Knowing location and direction of pointing is fine if you can determine them cheaply and accurately in small devices, but adding a tiny and cheap camera to capture some visual context such as the shape of buildings nearby can help home in much on the target more accurately. Something like a signet ring, or indeed a watch, could easily house all that is needed. GPS positioning isn’t the only kid on the block. Wireless LANs, mobile phone networks and other gadgets you have in a pocket or bag will do just as well. I also think we will soon get urban positioning systems that give location to millimetre accuracy throughout urban areas.
Accelerometers can measure both the path and speed pattern of movements so fancy gestures could be used to determine the purpose of the point, i.e which digital spell to activate.
Also, your hand can make a lot of different shapes, and these can be determined by wearing a few rings and automatically monitoring their relative orientation.
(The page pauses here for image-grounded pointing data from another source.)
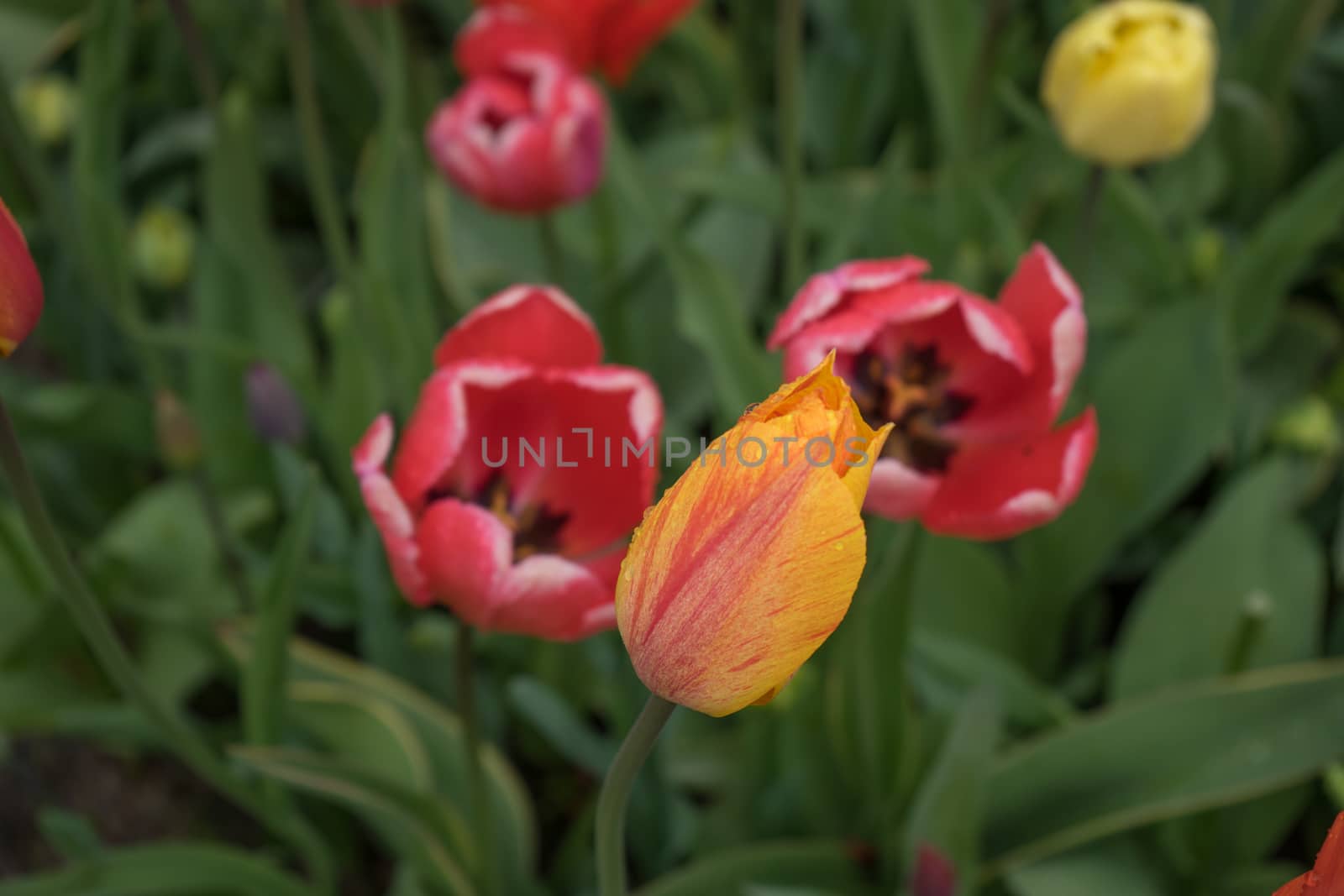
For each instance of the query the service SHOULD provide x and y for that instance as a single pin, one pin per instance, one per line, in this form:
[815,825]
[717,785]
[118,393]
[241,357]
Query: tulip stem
[616,794]
[121,669]
[480,802]
[551,251]
[790,60]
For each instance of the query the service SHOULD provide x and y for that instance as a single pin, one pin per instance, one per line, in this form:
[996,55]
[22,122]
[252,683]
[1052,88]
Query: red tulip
[593,34]
[972,385]
[20,286]
[934,875]
[1327,879]
[526,136]
[510,539]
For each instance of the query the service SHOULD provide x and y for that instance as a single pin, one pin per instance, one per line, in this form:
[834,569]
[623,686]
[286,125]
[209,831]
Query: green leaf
[561,726]
[1113,868]
[441,734]
[795,864]
[163,869]
[266,672]
[1263,273]
[1164,757]
[1187,620]
[948,809]
[711,312]
[410,821]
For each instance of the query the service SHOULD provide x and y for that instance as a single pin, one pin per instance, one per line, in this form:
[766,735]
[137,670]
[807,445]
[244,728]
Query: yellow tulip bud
[1132,81]
[163,246]
[749,562]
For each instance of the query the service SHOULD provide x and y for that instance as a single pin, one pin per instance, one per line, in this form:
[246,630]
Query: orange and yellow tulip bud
[1132,81]
[748,563]
[20,286]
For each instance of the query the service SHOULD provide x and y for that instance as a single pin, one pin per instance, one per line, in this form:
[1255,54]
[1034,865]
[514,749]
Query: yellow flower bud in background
[1132,81]
[47,105]
[163,244]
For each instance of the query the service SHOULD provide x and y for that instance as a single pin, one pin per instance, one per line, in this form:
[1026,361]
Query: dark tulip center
[913,394]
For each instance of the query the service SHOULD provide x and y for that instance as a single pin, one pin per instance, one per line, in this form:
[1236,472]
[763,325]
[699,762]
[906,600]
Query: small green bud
[163,244]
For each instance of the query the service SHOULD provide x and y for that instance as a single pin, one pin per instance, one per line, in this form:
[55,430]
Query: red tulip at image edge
[20,285]
[974,387]
[1327,879]
[611,35]
[528,547]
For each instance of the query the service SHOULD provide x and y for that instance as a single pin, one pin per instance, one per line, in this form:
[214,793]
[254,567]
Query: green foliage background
[1142,698]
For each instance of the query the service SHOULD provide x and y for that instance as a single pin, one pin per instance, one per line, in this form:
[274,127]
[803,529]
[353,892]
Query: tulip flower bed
[503,448]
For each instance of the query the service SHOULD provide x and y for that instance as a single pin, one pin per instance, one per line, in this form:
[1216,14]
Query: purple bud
[934,873]
[273,407]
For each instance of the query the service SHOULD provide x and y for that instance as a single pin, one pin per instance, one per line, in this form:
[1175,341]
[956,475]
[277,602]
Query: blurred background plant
[249,254]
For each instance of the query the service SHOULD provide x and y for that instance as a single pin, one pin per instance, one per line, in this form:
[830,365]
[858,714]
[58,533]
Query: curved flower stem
[616,794]
[479,797]
[118,664]
[788,76]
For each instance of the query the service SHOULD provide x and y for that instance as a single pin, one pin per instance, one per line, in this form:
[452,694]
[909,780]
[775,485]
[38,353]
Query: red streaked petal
[539,325]
[465,555]
[998,490]
[898,492]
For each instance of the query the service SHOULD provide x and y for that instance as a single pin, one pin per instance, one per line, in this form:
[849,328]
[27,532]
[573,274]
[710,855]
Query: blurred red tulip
[972,385]
[593,34]
[526,136]
[1327,879]
[934,873]
[20,286]
[508,540]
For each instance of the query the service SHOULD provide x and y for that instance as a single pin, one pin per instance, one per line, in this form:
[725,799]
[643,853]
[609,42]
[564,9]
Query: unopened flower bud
[163,244]
[179,439]
[273,407]
[47,107]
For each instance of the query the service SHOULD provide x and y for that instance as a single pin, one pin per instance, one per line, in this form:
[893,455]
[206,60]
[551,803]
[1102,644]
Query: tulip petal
[465,553]
[737,575]
[1048,308]
[998,490]
[390,513]
[827,291]
[898,492]
[537,325]
[20,285]
[550,597]
[1327,878]
[629,29]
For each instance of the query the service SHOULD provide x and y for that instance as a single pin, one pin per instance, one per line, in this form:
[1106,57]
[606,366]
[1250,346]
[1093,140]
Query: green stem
[202,67]
[551,250]
[121,669]
[790,76]
[476,774]
[616,794]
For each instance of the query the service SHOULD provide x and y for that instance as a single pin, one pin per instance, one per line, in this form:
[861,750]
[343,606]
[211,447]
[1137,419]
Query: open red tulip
[974,389]
[526,136]
[512,495]
[611,35]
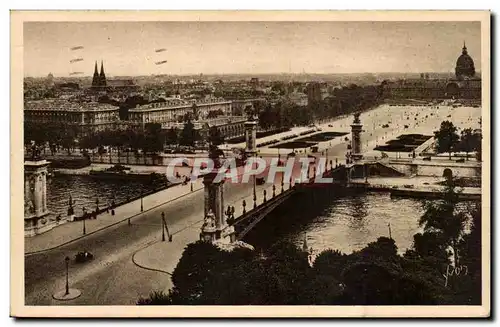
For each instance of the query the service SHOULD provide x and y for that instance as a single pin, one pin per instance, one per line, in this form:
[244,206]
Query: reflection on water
[85,190]
[347,224]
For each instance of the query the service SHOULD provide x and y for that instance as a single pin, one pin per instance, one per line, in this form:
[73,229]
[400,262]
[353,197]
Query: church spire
[102,68]
[102,76]
[95,79]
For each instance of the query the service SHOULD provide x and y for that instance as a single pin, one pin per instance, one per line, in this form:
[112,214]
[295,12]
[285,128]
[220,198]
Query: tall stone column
[214,197]
[251,137]
[356,129]
[36,218]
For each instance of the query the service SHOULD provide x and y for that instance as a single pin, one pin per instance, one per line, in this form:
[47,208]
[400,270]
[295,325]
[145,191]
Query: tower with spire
[99,79]
[95,78]
[102,76]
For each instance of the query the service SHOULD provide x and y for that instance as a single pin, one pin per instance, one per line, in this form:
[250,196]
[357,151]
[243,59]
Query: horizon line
[244,74]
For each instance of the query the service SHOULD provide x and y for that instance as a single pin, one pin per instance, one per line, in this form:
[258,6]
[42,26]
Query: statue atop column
[34,152]
[356,118]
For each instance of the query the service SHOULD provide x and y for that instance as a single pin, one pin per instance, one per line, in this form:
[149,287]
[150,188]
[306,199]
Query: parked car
[83,256]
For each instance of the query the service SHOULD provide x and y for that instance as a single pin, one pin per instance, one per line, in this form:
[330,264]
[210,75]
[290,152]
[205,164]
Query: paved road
[112,278]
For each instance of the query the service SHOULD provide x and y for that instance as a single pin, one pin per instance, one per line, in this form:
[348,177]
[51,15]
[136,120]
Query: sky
[128,48]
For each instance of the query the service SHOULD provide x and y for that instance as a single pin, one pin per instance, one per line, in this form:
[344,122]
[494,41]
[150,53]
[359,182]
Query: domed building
[465,66]
[466,86]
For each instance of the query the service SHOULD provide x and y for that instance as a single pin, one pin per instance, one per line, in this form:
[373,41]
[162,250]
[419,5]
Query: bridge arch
[447,173]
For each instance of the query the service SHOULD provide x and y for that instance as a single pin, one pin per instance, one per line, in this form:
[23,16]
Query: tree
[447,137]
[171,137]
[469,141]
[215,138]
[153,138]
[195,112]
[444,220]
[187,137]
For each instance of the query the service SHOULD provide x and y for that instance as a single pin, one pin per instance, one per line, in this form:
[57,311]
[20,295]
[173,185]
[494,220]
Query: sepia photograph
[250,164]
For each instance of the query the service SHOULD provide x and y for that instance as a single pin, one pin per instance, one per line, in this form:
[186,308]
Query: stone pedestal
[251,137]
[36,215]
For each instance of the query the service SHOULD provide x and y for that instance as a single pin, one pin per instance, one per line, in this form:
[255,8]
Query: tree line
[448,140]
[343,101]
[151,138]
[425,274]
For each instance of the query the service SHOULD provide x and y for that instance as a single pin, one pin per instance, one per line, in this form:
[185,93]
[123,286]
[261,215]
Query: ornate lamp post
[142,205]
[83,220]
[67,274]
[162,227]
[254,193]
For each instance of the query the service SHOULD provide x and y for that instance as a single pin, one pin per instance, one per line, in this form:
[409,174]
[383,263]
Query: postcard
[250,164]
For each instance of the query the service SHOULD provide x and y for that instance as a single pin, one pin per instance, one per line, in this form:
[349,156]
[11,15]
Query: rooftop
[65,105]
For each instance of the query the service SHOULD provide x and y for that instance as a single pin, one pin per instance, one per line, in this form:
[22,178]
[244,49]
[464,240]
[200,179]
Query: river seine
[346,223]
[85,190]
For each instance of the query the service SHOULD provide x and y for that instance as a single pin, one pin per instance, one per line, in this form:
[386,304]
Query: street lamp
[142,206]
[162,227]
[254,193]
[67,273]
[83,220]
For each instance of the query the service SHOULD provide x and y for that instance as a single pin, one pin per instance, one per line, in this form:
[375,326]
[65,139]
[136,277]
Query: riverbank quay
[419,187]
[139,169]
[164,256]
[72,231]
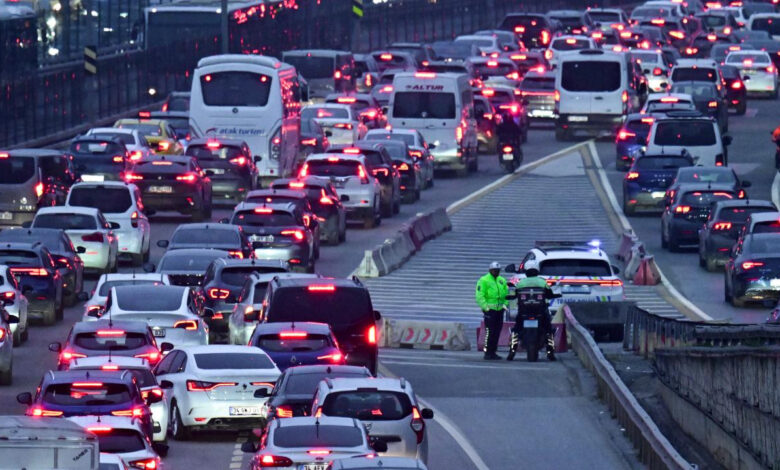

They don’t have to be bulky, even a very thin band could be enough.
So, pointing a finger and making a shape with the other fingers, or making some special hand movement before or during the gesture, you could make hundreds of spells. One to make a frog, another if you prefer mice. In augmented reality you’ll be able to do that. Your memory of which gesture links to which spell would run out long before the library of potential combinations would.
Digital spells could link into any electronic system or app as an intuitive interface. Paying for a drink, sending a message to an attractive stranger, passing a business card, authenticating identity to a bank machine, controlling a TV or a PC display to pretend it is touch sensitive. All of these could be easy. As augmented reality takes shape, your hands will become building tools.
Digital spells will make us feel more powerful too. Who wouldn’t get a thrill from making a gesture at an annoying person and turning them into something horrible?
And as Arthur C. Clarke used to say, any sufficiently advanced technology is indistinguishable from magic.